McCann was an architect of the soul-jazz sound, helped jazz connect with the counterculture’s protest music and provided a wellspring of material for sample-crazed hip-hop stars, including Notorious B.I.G., Pete Rock and C.L. Smooth, Warren G., Slick Rick, Dr. Dre and A Tribe Called Quest.
“He brought something from the Black church to jazz,” said Abrahams, a prolific producer of gospel albums.
For the September release of “Never A Dull Moment! – Live from Coast to Coast (1966-1967),” a vinyl collection of live performances and accompanying essays, super-producer Quincy Jones said, “Les McCann has been a musical force of nature since he burst on the scene in the early 60’s. Whenever I heard him live or on record, he always did the unexpected.”
Born in Lexington, Kentucky, McCann listened to opera with his mother and taught himself how to play piano, according to his biography on a website run by the Blue Grass Trust for Historic Preservation.
He joined the Navy in San Diego at age 17 and ultimately landed in Los Angeles, where he attended Los Angeles City College, which he later said was crucial to his music career and its multicultural influences, according to the Blue Grass bio.
McCann won a talent contest and appeared on “The Ed Sullivan Show” before Miles Davis saw him perform and recommended him to other top musicians, the bio said. “I couldn’t even speak,” McCann is quoted as saying in describing the first time he met Davis.
His popular breakthrough came in June 1968, when he was joined by tenor saxophone player Eddie Harris onstage at the Montreux Jazz Festival in Switzerland to perform a protest song, “Compared to What,” recorded previously by his protégé, Roberta Flack.
The performance resonated, and the song propelled the 1969 Atlantic Records album by McCann and Harris, “Swiss Movement,” to gold status under Recording Industry Association of America protocols, while also helping Montreux become an annual jazz institution.
But as Abrahams noted, McCann had a whole musical life before “Swiss Movement,” starting in 1960 with his work for the Pacific Jazz label, including “Les McCann Plays the Truth” and “The Shout.”
The music journal Wax Poetics credits McCann with later recognizing the growing importance of electronic influences.

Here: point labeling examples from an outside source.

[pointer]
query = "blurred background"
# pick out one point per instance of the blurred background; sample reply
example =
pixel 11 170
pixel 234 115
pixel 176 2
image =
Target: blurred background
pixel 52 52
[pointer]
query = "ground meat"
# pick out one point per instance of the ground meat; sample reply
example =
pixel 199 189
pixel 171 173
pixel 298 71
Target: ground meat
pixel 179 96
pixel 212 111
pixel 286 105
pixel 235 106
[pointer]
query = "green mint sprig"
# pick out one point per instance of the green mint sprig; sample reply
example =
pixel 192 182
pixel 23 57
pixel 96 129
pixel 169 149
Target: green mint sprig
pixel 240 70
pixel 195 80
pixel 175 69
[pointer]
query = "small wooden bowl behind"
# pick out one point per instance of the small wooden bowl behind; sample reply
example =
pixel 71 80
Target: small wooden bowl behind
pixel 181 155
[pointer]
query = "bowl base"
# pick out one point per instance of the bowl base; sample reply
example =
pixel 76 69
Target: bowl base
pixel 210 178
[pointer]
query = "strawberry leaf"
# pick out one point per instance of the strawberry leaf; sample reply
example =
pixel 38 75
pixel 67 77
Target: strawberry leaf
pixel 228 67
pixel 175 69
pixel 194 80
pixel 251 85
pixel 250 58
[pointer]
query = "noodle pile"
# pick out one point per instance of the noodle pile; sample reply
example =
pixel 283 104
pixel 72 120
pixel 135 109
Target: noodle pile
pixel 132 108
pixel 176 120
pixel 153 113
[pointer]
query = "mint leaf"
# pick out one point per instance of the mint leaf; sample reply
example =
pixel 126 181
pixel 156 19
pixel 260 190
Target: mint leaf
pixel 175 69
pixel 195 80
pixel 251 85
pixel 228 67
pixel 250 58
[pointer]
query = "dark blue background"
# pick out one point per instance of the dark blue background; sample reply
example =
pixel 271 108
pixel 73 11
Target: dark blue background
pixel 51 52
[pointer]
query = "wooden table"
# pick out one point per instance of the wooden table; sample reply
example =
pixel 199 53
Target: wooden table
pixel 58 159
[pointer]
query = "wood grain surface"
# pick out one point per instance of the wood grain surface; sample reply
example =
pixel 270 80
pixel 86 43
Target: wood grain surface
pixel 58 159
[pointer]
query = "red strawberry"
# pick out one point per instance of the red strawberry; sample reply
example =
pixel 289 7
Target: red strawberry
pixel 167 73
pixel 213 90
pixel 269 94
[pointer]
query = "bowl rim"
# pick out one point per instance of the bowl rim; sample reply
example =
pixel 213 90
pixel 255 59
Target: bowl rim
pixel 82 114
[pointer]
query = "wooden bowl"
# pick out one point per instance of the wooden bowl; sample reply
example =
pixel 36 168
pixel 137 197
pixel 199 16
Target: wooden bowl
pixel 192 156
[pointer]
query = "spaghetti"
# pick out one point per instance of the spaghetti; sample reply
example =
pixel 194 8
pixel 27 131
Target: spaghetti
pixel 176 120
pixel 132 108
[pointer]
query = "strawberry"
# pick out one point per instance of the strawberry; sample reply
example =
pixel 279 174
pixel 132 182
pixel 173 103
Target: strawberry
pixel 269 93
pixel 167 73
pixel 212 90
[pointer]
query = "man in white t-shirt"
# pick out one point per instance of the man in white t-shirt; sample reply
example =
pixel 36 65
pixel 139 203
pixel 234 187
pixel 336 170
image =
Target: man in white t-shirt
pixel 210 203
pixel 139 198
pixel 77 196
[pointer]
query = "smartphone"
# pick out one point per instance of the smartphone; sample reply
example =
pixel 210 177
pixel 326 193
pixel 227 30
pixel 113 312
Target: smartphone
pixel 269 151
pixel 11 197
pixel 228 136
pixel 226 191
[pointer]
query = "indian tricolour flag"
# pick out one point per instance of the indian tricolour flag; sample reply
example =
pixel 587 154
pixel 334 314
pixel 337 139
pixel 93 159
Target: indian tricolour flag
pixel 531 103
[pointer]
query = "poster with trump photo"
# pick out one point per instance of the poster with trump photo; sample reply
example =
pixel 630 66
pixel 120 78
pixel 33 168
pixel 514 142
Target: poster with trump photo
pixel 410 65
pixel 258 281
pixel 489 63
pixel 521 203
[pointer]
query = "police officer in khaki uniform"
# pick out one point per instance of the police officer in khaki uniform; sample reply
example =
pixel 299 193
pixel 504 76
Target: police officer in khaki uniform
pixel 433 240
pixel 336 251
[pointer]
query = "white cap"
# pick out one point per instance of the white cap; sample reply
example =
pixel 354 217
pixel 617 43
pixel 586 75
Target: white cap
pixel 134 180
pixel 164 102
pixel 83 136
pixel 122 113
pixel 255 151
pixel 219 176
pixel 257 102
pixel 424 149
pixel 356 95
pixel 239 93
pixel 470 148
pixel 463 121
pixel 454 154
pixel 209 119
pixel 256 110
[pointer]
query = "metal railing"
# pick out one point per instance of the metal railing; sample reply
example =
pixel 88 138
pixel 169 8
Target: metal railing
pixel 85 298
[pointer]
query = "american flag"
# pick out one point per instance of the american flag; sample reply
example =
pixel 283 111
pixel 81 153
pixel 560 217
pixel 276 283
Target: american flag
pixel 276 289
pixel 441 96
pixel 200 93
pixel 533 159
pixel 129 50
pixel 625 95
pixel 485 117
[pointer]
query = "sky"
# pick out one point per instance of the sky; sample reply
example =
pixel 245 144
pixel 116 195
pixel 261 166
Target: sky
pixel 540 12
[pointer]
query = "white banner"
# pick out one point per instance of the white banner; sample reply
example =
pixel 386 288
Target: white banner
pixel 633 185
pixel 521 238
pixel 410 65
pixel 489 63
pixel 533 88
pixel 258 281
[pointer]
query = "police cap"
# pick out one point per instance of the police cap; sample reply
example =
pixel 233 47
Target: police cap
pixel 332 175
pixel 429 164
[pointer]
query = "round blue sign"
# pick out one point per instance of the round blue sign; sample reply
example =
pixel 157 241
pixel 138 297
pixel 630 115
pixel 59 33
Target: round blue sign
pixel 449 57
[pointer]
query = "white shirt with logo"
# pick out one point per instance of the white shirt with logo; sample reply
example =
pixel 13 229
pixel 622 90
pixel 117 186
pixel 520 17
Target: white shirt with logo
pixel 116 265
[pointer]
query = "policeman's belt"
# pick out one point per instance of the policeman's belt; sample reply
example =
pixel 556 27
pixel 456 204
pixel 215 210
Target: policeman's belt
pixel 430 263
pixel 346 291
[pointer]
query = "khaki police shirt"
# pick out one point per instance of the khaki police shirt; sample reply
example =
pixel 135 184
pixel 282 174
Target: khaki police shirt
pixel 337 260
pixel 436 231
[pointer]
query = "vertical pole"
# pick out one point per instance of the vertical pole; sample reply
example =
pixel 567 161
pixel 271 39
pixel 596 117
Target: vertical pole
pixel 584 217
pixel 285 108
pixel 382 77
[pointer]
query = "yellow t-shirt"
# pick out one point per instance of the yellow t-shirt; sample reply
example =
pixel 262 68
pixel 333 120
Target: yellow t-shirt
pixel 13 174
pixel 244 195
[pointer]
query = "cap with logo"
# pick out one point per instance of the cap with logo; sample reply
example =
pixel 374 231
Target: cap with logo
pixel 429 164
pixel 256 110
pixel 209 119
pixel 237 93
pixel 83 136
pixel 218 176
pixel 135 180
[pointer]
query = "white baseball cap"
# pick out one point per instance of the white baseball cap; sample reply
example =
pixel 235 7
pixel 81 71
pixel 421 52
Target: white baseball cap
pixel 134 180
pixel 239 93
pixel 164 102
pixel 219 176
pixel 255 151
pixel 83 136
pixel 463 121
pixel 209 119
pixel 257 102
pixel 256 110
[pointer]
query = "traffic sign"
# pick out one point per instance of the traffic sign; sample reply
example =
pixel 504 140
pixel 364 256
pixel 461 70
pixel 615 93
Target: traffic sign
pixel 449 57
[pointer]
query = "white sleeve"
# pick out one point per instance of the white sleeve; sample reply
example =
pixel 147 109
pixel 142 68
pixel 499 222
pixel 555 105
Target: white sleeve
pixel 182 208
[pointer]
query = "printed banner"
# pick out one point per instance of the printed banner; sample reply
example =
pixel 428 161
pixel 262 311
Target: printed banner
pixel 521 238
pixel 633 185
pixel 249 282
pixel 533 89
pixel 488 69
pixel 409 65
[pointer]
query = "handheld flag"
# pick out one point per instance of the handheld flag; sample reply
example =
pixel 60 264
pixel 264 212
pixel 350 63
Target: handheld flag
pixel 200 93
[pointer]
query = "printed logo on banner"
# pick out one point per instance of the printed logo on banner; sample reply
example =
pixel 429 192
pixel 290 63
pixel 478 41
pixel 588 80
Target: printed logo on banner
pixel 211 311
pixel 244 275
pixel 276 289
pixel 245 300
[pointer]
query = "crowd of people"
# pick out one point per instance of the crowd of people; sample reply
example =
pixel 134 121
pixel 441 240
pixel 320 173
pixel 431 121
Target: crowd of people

“Many of McCann’s most innovative recordings, like his 1972 lush, electronic opus ‘Layers,’ have gone virtually ignored,” the musician and music journalist John Kruth said in a look at McCann’s work in 2004. “Few outside of Joe Zawinul, Stevie Wonder, and Herbie Hancock (and I suppose Kraftwerk, Yes, and Emerson, Lake & Palmer deserve some props here) had a handle on the sudden proliferation of electronica like Les did.”
Despite the critical and commercial success, McCann was revered as a musicians’ musician who would gladly lead his bandmates into unfamiliar territory as he toured the globe well into his retirement years.
“He didn’t play it safe,” Abrahams said in a mini-documentary produced to coincide with the release of “Never A Dull Moment! – Live from Coast to Coast (1966-1967).”
In January 1995, McCann suffered a stroke while playing onstage in Germany, Abrahams said. The stroke paralyzed the right side of his body, but he soldiered on — with humor.
Abrahams said McCann commiserated with fellow jazz pianist Oscar Peterson, who suffered a stroke in 1993 that resulted in paralysis to the left side of his body. Peterson joked that the two could tour together as one good piano player, Abrahams said.
McCann was no jazz purist. His Renaissance man personality meant he took his camera on the road to ultimately produce the photo book “Invitation to Openness: The Jazz and Soul Photography of Les McCann 1960-1980.”
Nonetheless, music was his main dish: He released more than 60 albums.
Abrahams said Sunday night that he has been speaking with folk titan Joan Baez about organizing a celebration of life in the coming weeks, possibly to take place at McCann’s beloved Los Angeles City College.